Miguel Velezreyes - One of the best experts on this subject based on the ideXlab platform.

  • integrating spatial information in unsupervised unmixing of hyperspectral imagery using Multiscale Representation
    IEEE Journal of Selected Topics in Applied Earth Observations and Remote Sensing, 2014
    Co-Authors: Maria C Torresmadronero, Miguel Velezreyes
    Abstract:

    This paper presents an unsupervised unmixing approach that takes advantage of Multiscale Representation based on nonlinear diffusion to integrate the spatial information in the spectral endmembers extraction from a hyperspectral image. The main advantages of unsupervised unmixing based on Multiscale Representation (UUMR) are the avoidance of matrix rank estimation to determine the number of endmembers and the use of spatial information without employing spatial kernels. Multiscale Representation builds a family of smoothed images where locally spectrally uniform regions can be identified. The Multiscale Representation is extracted solving a nonlinear diffusion partial differential equation (PDE). Locally, homogeneous regions are identified by taking advantage of an algebraic multigrid method used to solve the PDE. Representative spectra for each region are extracted and then clustered to build spectral endmember classes. These classes represent the different spectral components of the image as well as their spectral variability. The number of spectral endmember classes is estimated using the Davies and Bouldin validity index. A quantitative assessment of unmixing approach based on Multiscale Representation is presented using an AVIRIS image captured over Fort. A.P. Hill, Virginia. A comparison of UUMR results with others unmixing techniques is included.

  • Multiscale Representation and segmentation of hyperspectral imagery using geometric partial differential equations and algebraic multigrid methods
    IEEE Transactions on Geoscience and Remote Sensing, 2008
    Co-Authors: Julio M Duartecarvajalino, Guillermo Sapiro, Miguel Velezreyes, P E Castillo
    Abstract:

    A fast algorithm for Multiscale Representation and segmentation of hyperspectral imagery is introduced in this paper. The Multiscale/scale-space Representation is obtained by solving a nonlinear diffusion partial differential equation (PDE) for vector-valued images.
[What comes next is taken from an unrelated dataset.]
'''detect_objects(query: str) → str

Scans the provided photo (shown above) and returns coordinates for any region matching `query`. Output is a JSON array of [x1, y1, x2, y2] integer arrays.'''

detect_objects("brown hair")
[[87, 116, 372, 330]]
We use algebraic multigrid techniques to obtain a fast and scalable solution of the PDE and to segment the hyperspectral image following the intrinsic multigrid structure. We test our algorithm on four standard hyperspectral images that represent different environments commonly found in remote sensing applications: agricultural, urban, mining, and marine. The experimental results show that the segmented images lead to better classification than using the original data directly, in spite of the use of simple similarity metrics and piecewise constant approximations obtained from the segmentation maps.